Leostream
- Company type: Private
- Industry: Technology;
- Founded: 2002
- Founder: David Crosbie
- Headquarters: Waltham, Massachusetts
- Services: Virtual Desktop Connection Broker
- Website: www.leostream.com

= Leostream =

Leostream, founded in 2002, is a privately held technology company based in Waltham, Massachusetts. Its flagship product is a connection broker for virtual desktop infrastructure (VDI) and resources hosted in the datacenter.

==Software==
Leostream develops a vendor-neutral connection broker, which is software that maps end users to computing resources, such as desktops, that are hosted in a data center. A connection broker integrates end-user access points, including thin clients, laptops and Web browsers, with back-end systems hosting desktops and applications. It also integrates all other data center systems required for a virtual desktop infrastructure, including security, authentication, and load balancing systems.

The Leostream Connection Broker provides a single interface to manage a range of operating systems, physical and virtual desktops, and display protocols commonly found in enterprise environments.
Delivered as a virtual appliance, the Leostream Connection Broker supports the major hypervisors, including those provided by VMware®, Citrix®, Red Hat®, and Microsoft®. Leostream supports both Microsoft Windows and Linux operating systems in the datacenter. In addition, the Leostream Connection Broker is optimized for OpenStack® powered clouds and is a partner in the HPE Helion OpenStack program and is also SUSE OpenStack Certified.
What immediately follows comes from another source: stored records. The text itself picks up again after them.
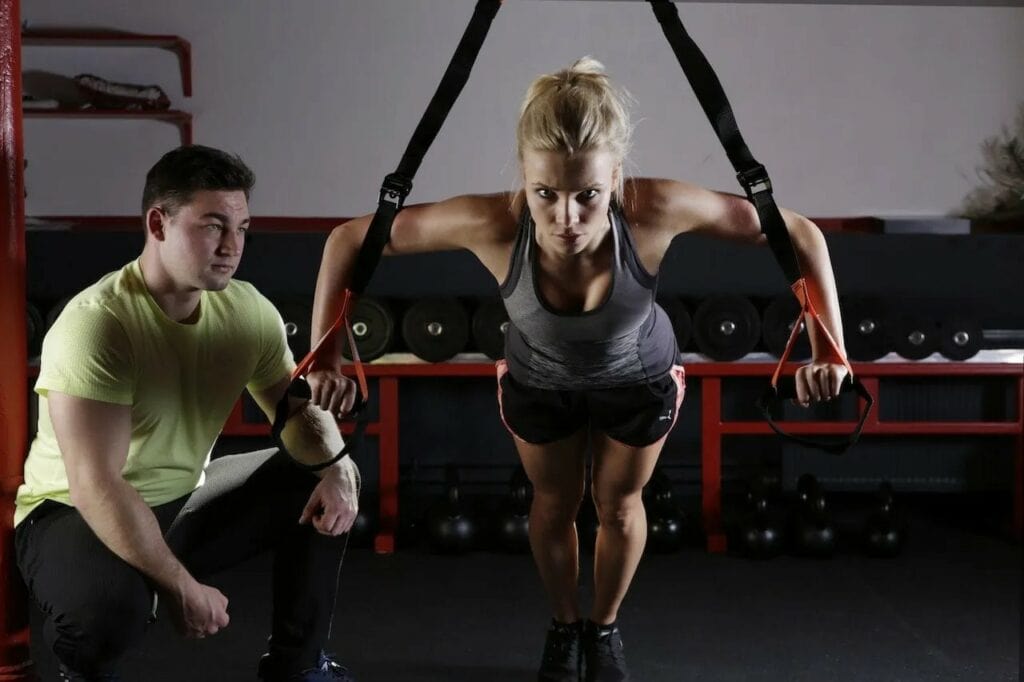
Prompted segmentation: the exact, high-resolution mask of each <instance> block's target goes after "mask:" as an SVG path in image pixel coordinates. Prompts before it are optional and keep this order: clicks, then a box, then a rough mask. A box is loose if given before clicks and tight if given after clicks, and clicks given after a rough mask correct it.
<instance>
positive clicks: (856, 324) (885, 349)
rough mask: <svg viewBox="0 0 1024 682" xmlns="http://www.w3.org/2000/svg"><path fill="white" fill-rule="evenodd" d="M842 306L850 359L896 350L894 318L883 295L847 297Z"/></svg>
mask: <svg viewBox="0 0 1024 682" xmlns="http://www.w3.org/2000/svg"><path fill="white" fill-rule="evenodd" d="M840 307H841V308H842V313H843V336H844V338H845V340H846V350H847V353H849V355H850V359H854V360H865V361H870V360H876V359H879V358H880V357H882V356H884V355H886V354H888V353H889V352H890V351H892V349H893V341H892V322H891V318H890V314H889V308H888V306H887V305H886V303H885V302H884V301H883V300H882V299H879V298H870V297H863V298H855V297H850V298H844V299H843V302H842V304H841V306H840Z"/></svg>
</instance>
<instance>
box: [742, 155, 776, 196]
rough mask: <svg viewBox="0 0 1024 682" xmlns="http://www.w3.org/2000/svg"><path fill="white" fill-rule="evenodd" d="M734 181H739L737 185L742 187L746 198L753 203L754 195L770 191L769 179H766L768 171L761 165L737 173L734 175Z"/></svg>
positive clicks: (770, 181) (763, 166)
mask: <svg viewBox="0 0 1024 682" xmlns="http://www.w3.org/2000/svg"><path fill="white" fill-rule="evenodd" d="M736 179H737V180H739V184H741V185H743V189H745V190H746V198H748V199H750V200H751V201H754V196H755V195H760V194H762V193H765V191H771V178H769V177H768V171H767V170H765V167H764V166H762V165H761V164H758V165H757V166H755V167H754V168H749V169H746V170H741V171H739V172H738V173H736Z"/></svg>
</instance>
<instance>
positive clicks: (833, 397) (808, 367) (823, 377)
mask: <svg viewBox="0 0 1024 682" xmlns="http://www.w3.org/2000/svg"><path fill="white" fill-rule="evenodd" d="M847 374H849V373H848V372H847V369H846V366H845V365H842V364H840V363H817V361H815V363H811V364H810V365H805V366H804V367H802V368H800V369H798V370H797V376H796V379H797V399H796V403H797V404H800V406H803V407H805V408H806V407H808V406H810V404H811V402H818V401H821V400H830V399H833V398H834V397H837V396H839V387H840V386H841V385H842V383H843V380H844V379H846V375H847Z"/></svg>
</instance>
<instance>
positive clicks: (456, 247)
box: [308, 194, 516, 413]
mask: <svg viewBox="0 0 1024 682" xmlns="http://www.w3.org/2000/svg"><path fill="white" fill-rule="evenodd" d="M511 206H512V198H511V196H510V195H507V194H500V195H486V196H481V195H471V196H464V197H455V198H453V199H447V200H445V201H442V202H437V203H435V204H419V205H414V206H409V207H407V208H404V209H402V210H401V211H400V212H399V213H398V215H397V216H395V220H394V223H393V225H392V227H391V239H390V241H389V242H388V245H387V246H386V247H385V249H384V255H399V254H413V253H428V252H433V251H449V250H455V249H468V250H469V251H471V252H473V254H474V255H475V256H476V257H477V258H478V259H479V260H480V262H481V263H483V265H484V266H485V267H486V268H487V269H488V270H490V272H492V273H493V274H495V276H496V279H499V280H500V279H501V278H503V276H504V274H505V270H506V269H507V268H508V258H509V255H510V253H511V245H512V243H513V242H514V240H515V226H516V220H515V218H514V217H513V215H512V212H511ZM372 218H373V216H369V215H368V216H362V217H360V218H355V219H353V220H349V221H348V222H346V223H343V224H341V225H339V226H337V227H335V228H334V229H333V230H332V231H331V235H330V236H329V237H328V240H327V245H326V246H325V247H324V255H323V258H322V259H321V268H319V273H318V275H317V278H316V293H315V296H314V298H313V315H312V325H311V330H310V335H311V342H312V343H313V344H315V343H317V342H318V341H319V340H321V338H323V336H324V334H326V333H327V331H328V330H329V329H330V328H331V326H332V325H333V324H334V322H335V319H336V318H337V316H338V312H339V311H340V310H341V304H342V301H343V298H344V295H345V289H346V288H347V287H348V286H349V284H350V282H351V275H352V268H353V267H354V265H355V260H356V257H357V255H358V253H359V249H360V248H361V246H362V242H364V240H365V239H366V237H367V231H368V230H369V229H370V222H371V220H372ZM340 336H341V335H335V336H334V337H333V338H330V339H328V340H327V341H325V343H324V346H323V347H322V349H321V352H319V353H317V359H316V363H315V364H314V366H313V368H312V370H311V371H310V373H309V377H308V379H309V380H310V382H309V383H310V386H311V387H312V389H313V401H314V402H315V403H316V404H319V406H321V407H322V408H323V409H325V410H330V411H331V412H334V413H338V412H347V411H348V410H350V409H351V400H352V399H354V387H352V386H351V385H350V383H351V382H350V381H349V380H347V379H345V378H344V377H341V375H340V368H341V365H342V359H341V346H340V344H341V340H340V338H339V337H340ZM332 397H334V398H335V400H336V404H332Z"/></svg>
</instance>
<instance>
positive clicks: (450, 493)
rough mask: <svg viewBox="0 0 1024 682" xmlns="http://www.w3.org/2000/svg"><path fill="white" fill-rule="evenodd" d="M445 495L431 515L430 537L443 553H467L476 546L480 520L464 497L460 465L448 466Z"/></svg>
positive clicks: (432, 540)
mask: <svg viewBox="0 0 1024 682" xmlns="http://www.w3.org/2000/svg"><path fill="white" fill-rule="evenodd" d="M444 482H445V494H444V498H443V499H441V500H440V502H438V504H436V505H435V506H434V508H433V509H432V510H431V511H430V513H429V514H428V516H427V541H428V543H429V545H430V548H431V549H432V550H434V551H435V552H438V553H440V554H465V553H466V552H468V551H470V550H471V549H472V548H473V541H474V539H475V536H476V523H475V521H474V520H473V518H472V517H471V516H470V514H469V512H468V510H467V509H466V505H465V503H464V502H463V501H462V499H461V495H462V494H461V491H460V479H459V469H458V467H456V466H455V465H453V464H450V465H447V466H446V467H445V468H444Z"/></svg>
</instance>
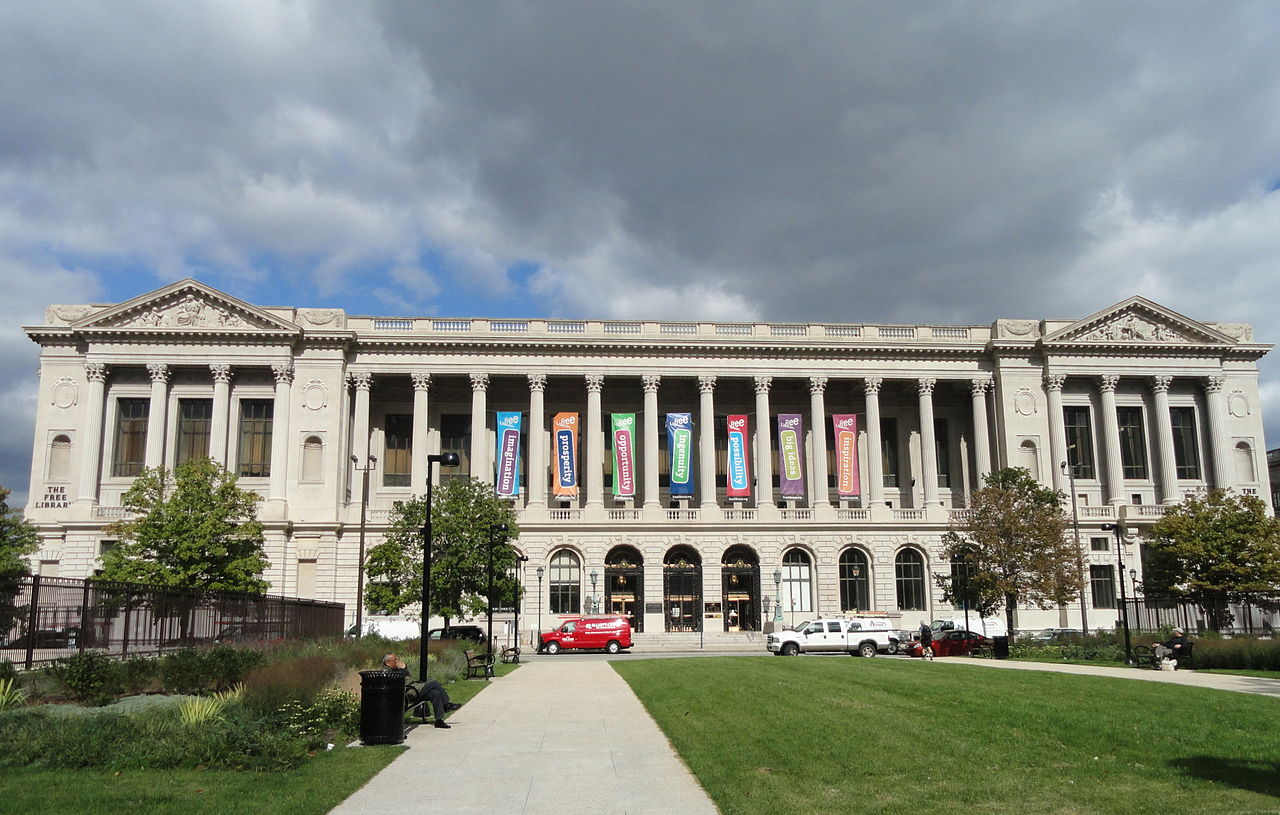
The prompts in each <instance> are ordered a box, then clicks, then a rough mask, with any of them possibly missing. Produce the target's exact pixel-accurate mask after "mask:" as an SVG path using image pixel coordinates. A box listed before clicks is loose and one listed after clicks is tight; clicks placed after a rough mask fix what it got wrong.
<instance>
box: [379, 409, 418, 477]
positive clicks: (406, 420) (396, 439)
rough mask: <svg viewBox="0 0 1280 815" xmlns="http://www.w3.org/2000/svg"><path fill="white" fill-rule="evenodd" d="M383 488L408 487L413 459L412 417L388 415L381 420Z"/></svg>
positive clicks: (412, 436) (401, 415)
mask: <svg viewBox="0 0 1280 815" xmlns="http://www.w3.org/2000/svg"><path fill="white" fill-rule="evenodd" d="M383 448H384V449H383V486H410V482H411V480H412V472H411V470H412V462H411V459H412V457H413V415H412V413H388V415H387V417H385V418H384V420H383Z"/></svg>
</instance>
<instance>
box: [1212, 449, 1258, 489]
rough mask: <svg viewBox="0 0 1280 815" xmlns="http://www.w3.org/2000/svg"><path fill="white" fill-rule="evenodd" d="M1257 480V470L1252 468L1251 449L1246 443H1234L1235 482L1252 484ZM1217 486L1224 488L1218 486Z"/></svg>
mask: <svg viewBox="0 0 1280 815" xmlns="http://www.w3.org/2000/svg"><path fill="white" fill-rule="evenodd" d="M1257 480H1258V473H1257V470H1254V467H1253V448H1252V447H1249V443H1248V441H1236V443H1235V482H1236V484H1253V482H1254V481H1257ZM1219 486H1225V485H1222V484H1219Z"/></svg>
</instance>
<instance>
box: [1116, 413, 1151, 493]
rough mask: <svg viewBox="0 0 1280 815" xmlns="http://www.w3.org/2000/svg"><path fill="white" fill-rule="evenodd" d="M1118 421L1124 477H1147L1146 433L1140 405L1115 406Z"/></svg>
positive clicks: (1146, 437)
mask: <svg viewBox="0 0 1280 815" xmlns="http://www.w3.org/2000/svg"><path fill="white" fill-rule="evenodd" d="M1116 420H1117V421H1119V423H1120V466H1121V468H1123V470H1124V477H1125V479H1146V477H1147V434H1146V431H1144V429H1143V425H1142V408H1140V407H1117V408H1116Z"/></svg>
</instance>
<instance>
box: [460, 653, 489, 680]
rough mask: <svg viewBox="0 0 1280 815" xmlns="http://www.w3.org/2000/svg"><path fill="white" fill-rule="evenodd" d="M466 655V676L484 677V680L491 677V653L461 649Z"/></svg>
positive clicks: (472, 676)
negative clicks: (482, 653)
mask: <svg viewBox="0 0 1280 815" xmlns="http://www.w3.org/2000/svg"><path fill="white" fill-rule="evenodd" d="M463 653H465V654H466V656H467V678H468V679H471V678H479V677H484V678H485V681H488V679H490V678H493V661H494V659H493V654H481V653H480V651H472V650H470V649H467V650H466V651H463Z"/></svg>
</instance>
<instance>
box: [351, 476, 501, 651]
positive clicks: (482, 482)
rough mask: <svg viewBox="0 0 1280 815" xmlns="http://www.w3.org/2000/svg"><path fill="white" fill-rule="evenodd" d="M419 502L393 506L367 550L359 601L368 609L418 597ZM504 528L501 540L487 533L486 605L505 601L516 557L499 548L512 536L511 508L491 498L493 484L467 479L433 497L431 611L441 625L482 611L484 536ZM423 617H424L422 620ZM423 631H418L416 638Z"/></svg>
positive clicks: (418, 600) (431, 515) (421, 590)
mask: <svg viewBox="0 0 1280 815" xmlns="http://www.w3.org/2000/svg"><path fill="white" fill-rule="evenodd" d="M425 519H426V498H425V496H415V498H413V499H411V500H407V502H397V504H396V507H394V509H392V518H390V528H389V530H388V532H387V536H385V539H384V540H383V542H380V544H378V545H376V546H374V548H372V549H370V550H369V558H367V559H366V563H365V574H366V576H367V577H369V582H367V583H366V586H365V603H366V604H367V605H369V608H371V609H379V610H385V612H399V610H401V609H403V608H404V606H406V605H410V604H413V603H419V601H420V600H421V599H422V523H424V521H425ZM500 523H506V525H507V531H506V532H504V534H498V532H494V534H493V540H494V541H495V545H494V549H493V569H494V596H495V601H494V605H500V604H502V603H503V600H502V599H503V597H512V596H513V594H515V589H516V581H515V580H512V578H511V576H509V572H511V569H512V568H513V567H515V564H516V553H515V551H512V549H511V546H504V545H502V544H504V542H506V541H508V540H513V539H515V537H516V536H517V535H518V532H520V530H518V528H517V527H516V512H515V510H513V509H512V508H511V504H509V503H508V502H506V500H503V499H500V498H498V496H497V495H494V493H493V486H492V485H488V484H484V482H481V481H477V480H475V479H471V480H466V479H452V480H449V481H445V482H444V484H443V485H442V486H440V489H438V490H436V491H435V493H434V495H433V502H431V537H433V545H431V610H433V612H435V613H436V614H439V615H440V617H443V618H444V623H445V624H448V623H449V621H451V619H453V618H456V617H476V615H479V614H481V613H484V610H485V606H486V601H485V594H486V592H488V591H489V540H490V530H492V528H493V527H494V526H497V525H500ZM429 617H430V614H424V619H426V618H429ZM424 633H425V632H424Z"/></svg>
Once installed, the broker is used to add desktop and application resources, define authentication servers, build pools and plans, and configure client and end-user policies. For purely physical environments, the Leostream Connection Broker is packaged as an ISO that can be installed on certain hardware.

Leostream supports over ten display protocols, including Teradici PCoIP, HP RGS, and OpenText Exceed onDemand, which are tailored for systems running graphic-intense applications.
The Leostream Connection Broker is also used to deliver cloud/hybrid deployments and Desktop-as-a-Service (DaaS) with desktops hosted on AWS, Azure or OpenStack clouds.